Diese Standard-Arbeitsanweisung (SAA) legt die hygienischen Mindestanforderungen für die Durchführung psychotherapeutischer Gruppenangebote in Ihre Einrichtung fest. Ziel ist die Prävention nosokomialer und einrichtungsassoziierter Infektionen sowie der Schutz von Rehabilitanden und therapeutischem Personal.

Die SAA gilt für alle psychotherapeutischen und psychoedukativen Gruppenformate (z.

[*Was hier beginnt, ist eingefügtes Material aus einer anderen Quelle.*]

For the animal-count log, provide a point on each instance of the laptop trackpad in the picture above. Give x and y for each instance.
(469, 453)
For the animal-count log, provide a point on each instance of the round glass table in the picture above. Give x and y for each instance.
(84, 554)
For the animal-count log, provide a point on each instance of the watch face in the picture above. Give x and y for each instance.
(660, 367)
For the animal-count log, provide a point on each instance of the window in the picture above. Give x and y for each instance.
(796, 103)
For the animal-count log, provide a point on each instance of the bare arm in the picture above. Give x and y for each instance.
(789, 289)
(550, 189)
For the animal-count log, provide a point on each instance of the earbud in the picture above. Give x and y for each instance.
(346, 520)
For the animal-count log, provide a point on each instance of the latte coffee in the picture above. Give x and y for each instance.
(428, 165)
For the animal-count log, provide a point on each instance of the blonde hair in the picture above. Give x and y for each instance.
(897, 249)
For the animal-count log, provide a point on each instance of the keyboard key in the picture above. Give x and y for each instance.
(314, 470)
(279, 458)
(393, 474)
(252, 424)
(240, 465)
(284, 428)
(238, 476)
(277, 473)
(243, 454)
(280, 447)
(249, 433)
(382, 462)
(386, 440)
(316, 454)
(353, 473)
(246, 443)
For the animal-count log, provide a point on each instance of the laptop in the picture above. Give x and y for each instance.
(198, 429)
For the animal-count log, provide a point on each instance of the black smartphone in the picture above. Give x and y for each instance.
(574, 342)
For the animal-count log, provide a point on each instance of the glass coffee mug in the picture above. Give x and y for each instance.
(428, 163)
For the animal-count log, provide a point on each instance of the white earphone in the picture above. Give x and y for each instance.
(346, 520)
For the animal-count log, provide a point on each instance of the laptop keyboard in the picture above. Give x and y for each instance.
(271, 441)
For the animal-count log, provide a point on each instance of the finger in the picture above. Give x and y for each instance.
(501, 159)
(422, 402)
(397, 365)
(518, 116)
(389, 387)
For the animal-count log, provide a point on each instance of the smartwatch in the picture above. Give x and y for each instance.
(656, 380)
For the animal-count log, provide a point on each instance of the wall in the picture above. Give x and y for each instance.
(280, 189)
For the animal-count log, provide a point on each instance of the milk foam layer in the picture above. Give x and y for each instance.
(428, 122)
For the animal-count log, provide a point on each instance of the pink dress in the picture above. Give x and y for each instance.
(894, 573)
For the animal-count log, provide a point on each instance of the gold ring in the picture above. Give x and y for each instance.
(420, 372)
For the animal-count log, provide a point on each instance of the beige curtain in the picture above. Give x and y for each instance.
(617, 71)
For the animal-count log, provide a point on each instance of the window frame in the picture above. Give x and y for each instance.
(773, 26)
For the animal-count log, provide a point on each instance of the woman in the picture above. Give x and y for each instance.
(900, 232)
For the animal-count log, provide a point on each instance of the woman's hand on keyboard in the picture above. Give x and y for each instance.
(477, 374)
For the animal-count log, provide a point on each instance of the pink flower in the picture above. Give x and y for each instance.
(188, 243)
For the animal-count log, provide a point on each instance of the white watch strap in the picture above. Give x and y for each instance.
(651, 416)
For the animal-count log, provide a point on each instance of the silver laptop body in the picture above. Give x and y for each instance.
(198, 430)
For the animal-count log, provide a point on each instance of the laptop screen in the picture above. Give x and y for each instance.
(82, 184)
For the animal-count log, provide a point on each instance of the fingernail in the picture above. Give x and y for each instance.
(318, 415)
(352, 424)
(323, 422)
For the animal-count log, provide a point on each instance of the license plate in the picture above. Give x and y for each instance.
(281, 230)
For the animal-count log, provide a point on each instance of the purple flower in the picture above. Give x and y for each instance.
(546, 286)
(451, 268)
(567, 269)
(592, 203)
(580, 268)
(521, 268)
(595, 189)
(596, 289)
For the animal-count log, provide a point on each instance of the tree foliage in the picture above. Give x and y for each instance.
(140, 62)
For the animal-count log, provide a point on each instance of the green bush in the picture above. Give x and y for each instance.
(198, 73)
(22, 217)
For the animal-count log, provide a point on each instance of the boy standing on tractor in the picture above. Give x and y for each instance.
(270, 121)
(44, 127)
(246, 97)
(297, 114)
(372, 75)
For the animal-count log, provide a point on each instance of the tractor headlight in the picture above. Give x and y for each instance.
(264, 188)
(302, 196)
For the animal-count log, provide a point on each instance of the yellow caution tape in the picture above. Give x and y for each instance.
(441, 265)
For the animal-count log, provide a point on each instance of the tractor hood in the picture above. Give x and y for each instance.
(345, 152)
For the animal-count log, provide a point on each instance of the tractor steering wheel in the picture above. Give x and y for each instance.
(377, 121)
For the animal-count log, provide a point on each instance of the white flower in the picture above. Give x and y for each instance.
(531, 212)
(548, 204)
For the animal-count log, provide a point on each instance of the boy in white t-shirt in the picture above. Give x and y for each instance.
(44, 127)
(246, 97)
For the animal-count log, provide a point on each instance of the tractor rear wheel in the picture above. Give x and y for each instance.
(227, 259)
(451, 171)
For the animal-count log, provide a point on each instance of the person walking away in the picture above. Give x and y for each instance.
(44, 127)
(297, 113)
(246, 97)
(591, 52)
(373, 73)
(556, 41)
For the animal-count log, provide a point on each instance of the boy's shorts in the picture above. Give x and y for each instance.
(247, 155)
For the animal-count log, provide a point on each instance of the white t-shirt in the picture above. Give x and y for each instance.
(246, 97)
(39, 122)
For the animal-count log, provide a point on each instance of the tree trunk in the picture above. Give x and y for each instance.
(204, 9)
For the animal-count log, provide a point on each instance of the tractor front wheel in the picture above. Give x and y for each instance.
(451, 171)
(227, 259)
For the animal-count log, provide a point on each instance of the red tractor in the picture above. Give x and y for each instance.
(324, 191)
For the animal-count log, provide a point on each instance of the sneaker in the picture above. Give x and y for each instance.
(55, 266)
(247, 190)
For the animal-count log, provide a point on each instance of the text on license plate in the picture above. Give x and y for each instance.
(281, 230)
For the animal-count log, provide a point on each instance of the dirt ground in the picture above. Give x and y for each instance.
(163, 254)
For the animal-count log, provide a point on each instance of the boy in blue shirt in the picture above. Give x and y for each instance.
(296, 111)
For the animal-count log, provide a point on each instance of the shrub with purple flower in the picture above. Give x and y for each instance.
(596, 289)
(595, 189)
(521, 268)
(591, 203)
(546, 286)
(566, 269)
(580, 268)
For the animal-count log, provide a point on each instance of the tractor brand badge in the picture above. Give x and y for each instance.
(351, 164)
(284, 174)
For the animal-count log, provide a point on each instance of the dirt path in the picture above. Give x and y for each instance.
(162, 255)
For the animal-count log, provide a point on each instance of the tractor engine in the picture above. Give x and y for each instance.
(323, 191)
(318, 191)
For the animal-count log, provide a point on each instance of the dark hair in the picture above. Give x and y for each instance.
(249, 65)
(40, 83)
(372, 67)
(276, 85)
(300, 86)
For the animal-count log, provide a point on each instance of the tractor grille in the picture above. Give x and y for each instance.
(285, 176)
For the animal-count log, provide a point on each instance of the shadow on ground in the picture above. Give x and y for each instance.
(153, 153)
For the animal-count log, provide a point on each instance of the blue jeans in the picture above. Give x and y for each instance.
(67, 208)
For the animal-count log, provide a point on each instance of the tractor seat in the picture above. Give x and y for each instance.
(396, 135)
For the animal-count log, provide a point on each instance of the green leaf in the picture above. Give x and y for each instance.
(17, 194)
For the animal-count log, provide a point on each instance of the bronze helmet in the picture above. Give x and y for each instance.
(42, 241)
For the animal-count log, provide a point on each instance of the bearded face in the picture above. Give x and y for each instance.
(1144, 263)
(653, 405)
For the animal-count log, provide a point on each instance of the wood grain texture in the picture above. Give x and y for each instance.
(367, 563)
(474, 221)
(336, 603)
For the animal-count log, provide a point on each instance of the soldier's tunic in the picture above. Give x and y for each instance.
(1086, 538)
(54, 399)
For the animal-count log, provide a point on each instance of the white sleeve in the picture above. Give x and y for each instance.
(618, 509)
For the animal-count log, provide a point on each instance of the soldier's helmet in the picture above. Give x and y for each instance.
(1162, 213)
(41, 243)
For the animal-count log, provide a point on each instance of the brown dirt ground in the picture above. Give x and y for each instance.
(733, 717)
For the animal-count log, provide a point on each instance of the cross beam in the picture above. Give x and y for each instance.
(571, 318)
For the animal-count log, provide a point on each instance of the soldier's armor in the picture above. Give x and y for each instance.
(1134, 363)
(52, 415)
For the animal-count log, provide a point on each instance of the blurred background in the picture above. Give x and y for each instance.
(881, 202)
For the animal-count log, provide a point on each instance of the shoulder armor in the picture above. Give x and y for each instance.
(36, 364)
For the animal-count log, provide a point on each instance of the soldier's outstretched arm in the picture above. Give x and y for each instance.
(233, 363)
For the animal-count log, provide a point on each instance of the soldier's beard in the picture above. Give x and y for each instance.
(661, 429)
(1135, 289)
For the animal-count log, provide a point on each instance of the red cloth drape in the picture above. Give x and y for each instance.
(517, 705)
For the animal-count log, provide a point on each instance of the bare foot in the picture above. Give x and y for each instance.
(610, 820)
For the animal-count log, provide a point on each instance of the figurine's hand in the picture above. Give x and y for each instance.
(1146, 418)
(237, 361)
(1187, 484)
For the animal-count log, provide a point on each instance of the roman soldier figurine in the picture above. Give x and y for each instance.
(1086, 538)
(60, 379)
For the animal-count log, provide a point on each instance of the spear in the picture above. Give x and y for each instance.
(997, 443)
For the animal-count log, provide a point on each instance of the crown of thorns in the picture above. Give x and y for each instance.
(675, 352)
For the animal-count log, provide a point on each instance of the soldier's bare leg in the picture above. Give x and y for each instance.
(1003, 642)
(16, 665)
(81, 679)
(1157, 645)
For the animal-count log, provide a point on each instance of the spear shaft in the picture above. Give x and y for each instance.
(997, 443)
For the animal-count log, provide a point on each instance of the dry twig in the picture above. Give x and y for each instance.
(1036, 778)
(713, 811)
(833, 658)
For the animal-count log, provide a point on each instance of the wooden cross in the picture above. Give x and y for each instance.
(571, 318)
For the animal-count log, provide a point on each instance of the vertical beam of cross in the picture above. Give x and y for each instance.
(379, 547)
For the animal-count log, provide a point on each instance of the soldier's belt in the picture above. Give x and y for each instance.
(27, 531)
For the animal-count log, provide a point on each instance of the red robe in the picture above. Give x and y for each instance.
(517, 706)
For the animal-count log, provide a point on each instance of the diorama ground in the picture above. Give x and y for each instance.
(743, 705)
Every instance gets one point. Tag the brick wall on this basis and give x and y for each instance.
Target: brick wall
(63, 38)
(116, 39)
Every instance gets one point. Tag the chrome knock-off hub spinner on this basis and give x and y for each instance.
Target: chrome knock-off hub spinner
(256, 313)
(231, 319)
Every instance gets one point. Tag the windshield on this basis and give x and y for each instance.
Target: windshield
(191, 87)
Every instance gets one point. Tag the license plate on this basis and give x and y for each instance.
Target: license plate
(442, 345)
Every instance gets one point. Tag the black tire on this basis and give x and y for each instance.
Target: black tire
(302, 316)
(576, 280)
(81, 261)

B. Gruppenpsychotherapie, Entspannungsgruppen, kreativ-therapeutische Angebote, Psychoedukation) und richtet sich an alle in der Gruppentherapie tätigen Berufsgruppen (Psychotherapeuten:innen, Co-Therapeuten:innen, Psycholog:innen, Ergotherapeut:innen sowie weitere therapeutische Fachkräfte mit entsprechenden Aufgaben).

02Raumhygiene

2. Raumhygiene

2.1 Lüftung

Ausreichende Raumluftqualität ist eine Grundvoraussetzung für Gruppenveranstaltungen in geschlossenen Räumen. Der CO₂-Gehalt der Raumluft gilt als Leitparameter der Luftqualität. Es gilt das Bewertungsschema des Umweltbundesamtes (UBA) und der DGUV/IFA:

  • < 800 ppm: Infektionsschutzniveau (DGUV-Zielwert) – optimale Raumluftqualität
  • < 1.000 ppm: hygienisch unbedenklich – keine weiteren Maßnahmen erforderlich
  • 1.000–2.000 ppm: hygienisch auffällig – Lüftungsmaßnahme sofort einleiten
  • > 2.000 ppm: hygienisch inakzeptabel – Sitzung ggf. unterbrechen, Raum vollständig durchlüften

Räume mit Fensterlüftung (Stoßlüftung):

  1. Vor Beginn jeder Sitzung: Stoßlüftung (alle Fenster und ggf. Türen gleichzeitig öffnen, Querlüftung bevorzugen) für mindestens 5 Minuten.
  2. Während der Sitzung: Kurzzeitlüftung alle 30–45 Minuten für 3–5 Minuten, oder bei Überschreitung von 1.000 ppm CO₂ (Trigger durch CO₂-Ampel empfohlen).
  3. Nach jeder Sitzung: erneute Stoßlüftung für mindestens 5 Minuten vor Eintreffen der nächsten Gruppe.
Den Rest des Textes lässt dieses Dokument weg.